Esto puede sonar como una enorme sesión de terapia para Spielberg, y aunque sin duda eso es parte de ello, para nosotros en la audiencia es también una tremenda cantidad de diversión. Gran parte de la película consiste en correr de un lado a otro, haciendo películas de aventuras en 8 mm (o recogiendo los escorpiones de Arizona para cambiarlos por dinero para comprar la película). También hay mucho que muestra la forma táctil en la que se hacían las películas en el pasado. Los niños con sus iPhones se sorprenderán al ver las cuchillas de afeitar y el pegamento. Hay muchas risas, porque eso es parte del crecimiento, incluso con (o quizás especialmente con) todas las lágrimas.

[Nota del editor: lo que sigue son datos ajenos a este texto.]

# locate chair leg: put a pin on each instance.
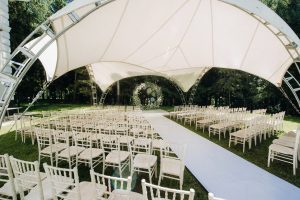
(269, 158)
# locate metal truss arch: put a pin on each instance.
(23, 58)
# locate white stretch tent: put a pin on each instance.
(176, 39)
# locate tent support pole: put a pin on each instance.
(10, 81)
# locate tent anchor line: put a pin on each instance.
(38, 95)
(103, 96)
(23, 58)
(294, 86)
(195, 86)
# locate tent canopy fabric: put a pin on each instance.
(175, 39)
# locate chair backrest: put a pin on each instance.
(63, 182)
(27, 175)
(110, 182)
(44, 138)
(85, 139)
(158, 192)
(109, 142)
(140, 149)
(6, 174)
(211, 196)
(297, 141)
(167, 152)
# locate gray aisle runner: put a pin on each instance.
(220, 171)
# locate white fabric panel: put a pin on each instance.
(107, 73)
(267, 55)
(185, 78)
(172, 35)
(230, 47)
(48, 58)
(168, 36)
(84, 44)
(197, 44)
(141, 21)
(258, 8)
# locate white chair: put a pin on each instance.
(26, 128)
(8, 189)
(70, 153)
(142, 159)
(163, 193)
(65, 184)
(171, 166)
(285, 153)
(158, 143)
(45, 144)
(211, 196)
(116, 158)
(91, 156)
(106, 184)
(29, 178)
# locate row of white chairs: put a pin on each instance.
(138, 156)
(24, 178)
(286, 149)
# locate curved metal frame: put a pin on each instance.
(10, 81)
(93, 85)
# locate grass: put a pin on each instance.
(29, 152)
(258, 155)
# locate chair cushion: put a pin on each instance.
(144, 161)
(281, 149)
(171, 166)
(89, 153)
(114, 156)
(73, 151)
(87, 191)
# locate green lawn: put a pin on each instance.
(258, 155)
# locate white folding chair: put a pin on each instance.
(211, 196)
(29, 178)
(45, 144)
(91, 156)
(142, 159)
(70, 153)
(116, 158)
(285, 153)
(8, 189)
(171, 166)
(65, 184)
(158, 192)
(106, 184)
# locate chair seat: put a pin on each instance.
(87, 191)
(284, 143)
(73, 151)
(144, 161)
(6, 189)
(142, 141)
(205, 121)
(35, 193)
(125, 139)
(281, 149)
(171, 166)
(55, 148)
(90, 153)
(116, 156)
(241, 133)
(158, 144)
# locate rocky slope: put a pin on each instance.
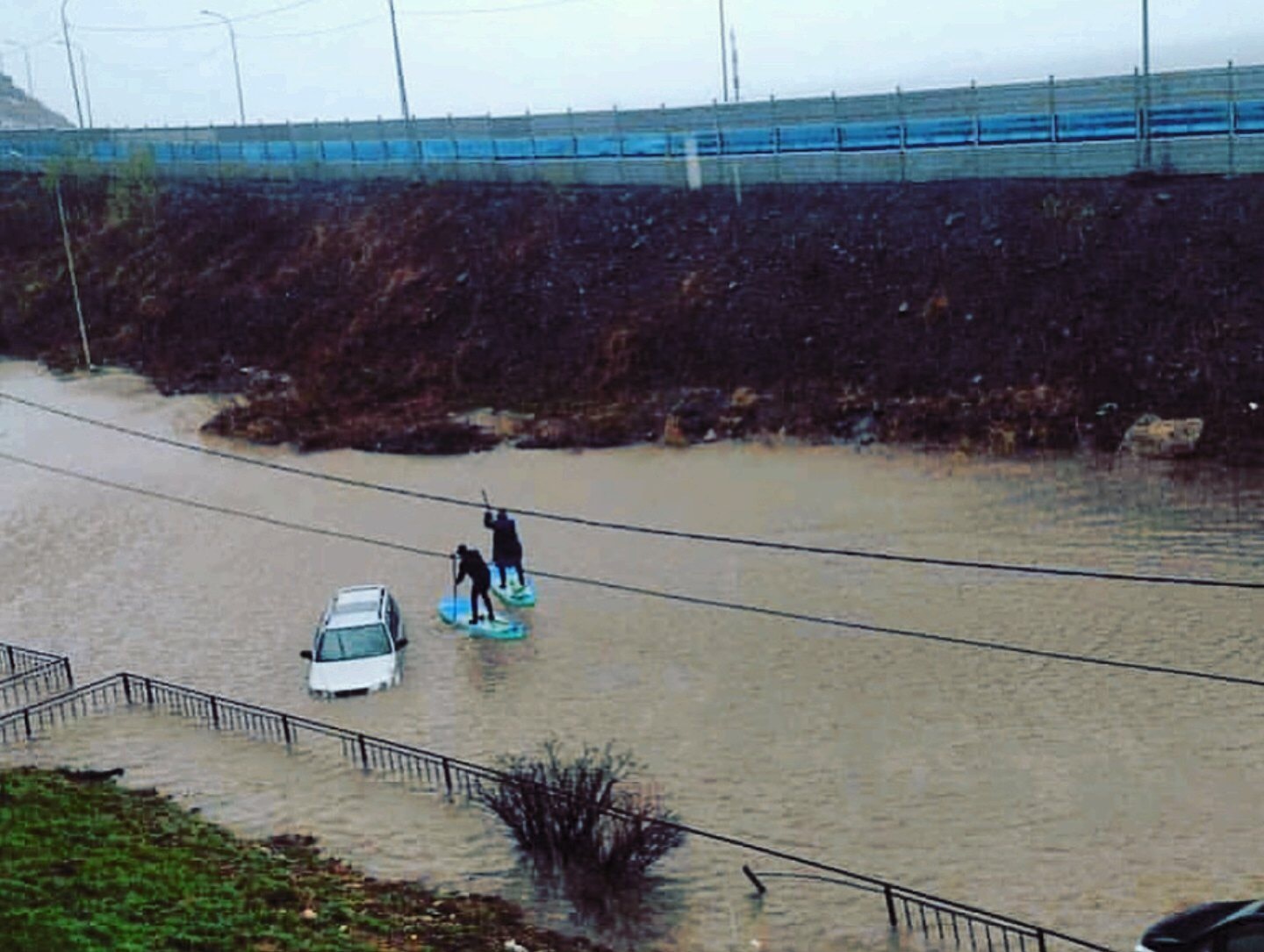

Judd Hirsch aparece en una escena clave como el sabio yiddish, el tío abuelo Boris, para exponer algunas duras verdades sobre el arte y el sacrificio, y aunque no hay nada en su discurso que no se haya escuchado cientos de veces antes, hay un significado declarativo al escucharlo en este escenario. La versión de Spielberg del Evangelio del Arte. (Hirsch, Jeannie Berlin, Robin Bartlett y, curiosamente, David Lynch, son algunas de las voces que intervienen durante las secuencias de embrague).
He visto “The Fabelmans” dos veces y lo que no puedo dejar de pensar es en la forma tan inteligente en que todo encaja. Lo que también es impresionante es lo que no hace. No hay presagios cursis de futuros tropos de Spielberg: nada de un tiburón en la playa, ni luces interplanetarias en el cielo, ni el chasquido de un látigo. Hay, sin embargo, un abundante respeto por el poder de las imágenes.
Spielberg ha tardado 50 años en hacer esta película. Ha sabido instintivamente dónde poner su cámara y cómo sacar las interpretaciones todo este tiempo. Resulta que una de las mejores historias que tenía que contar era filmar lo que había en el espejo.